Celal Atik Spor Salonu’nun da yapı eklentilerle bozulmuş ve oldukçayıpranmış durumda olduğunu söyleyen Sağlam, “Özgün haline dönüştürülebilir veya Celal Atik Yüzme Havuzu ile birlikte daha kamusal ve çağdaş bir anlayışla, yıkılıp inşa alanını arttırmadan yeniden projelendirilmelidir” ifadelerini kullandı
Yasemin Sağlam, İzmirli vatandaşların Kültürpark’ta Kongre Merkezi yapılmasını istemediğini belirterek, “Vatandaş, parkına kavuşmak istiyor. Kültürpark’ın bakımsızlığına, kente hiçbir yararı olmayan Terra
Madre gibi kime yararı olduğu anlaşılamayan etkinliklerle parkın tüketilmesini istemiyoruz. Ada, Göl gazinoları, Paraşüt Kulesi’nin terk edilmişliğine, Lunapark’ın perişanlığına hemen son verilsin istiyoruz.

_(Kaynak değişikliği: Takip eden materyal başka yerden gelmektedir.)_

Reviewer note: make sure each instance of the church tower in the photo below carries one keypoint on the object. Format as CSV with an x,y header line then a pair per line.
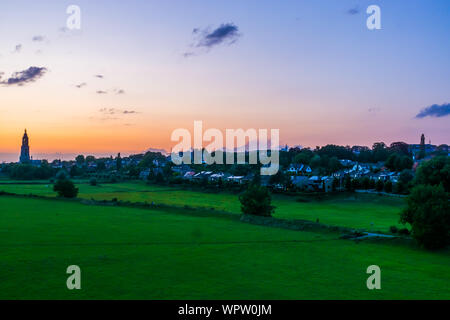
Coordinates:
x,y
25,150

Yeşil dokunun bakımının düzenli olarak yapılmasını bekliyoruz. Tekrar anımsatıyoruz bunların herhangi birisi için Koruma Kurulu’nun kararı gerekmiyor. Son olarak tüm İzmirlilere çağrı yapıyoruz Kültürpark
İzmir’in yaşam vahasına hep birlikte sahip çıkalım” ifadelerini kullandı.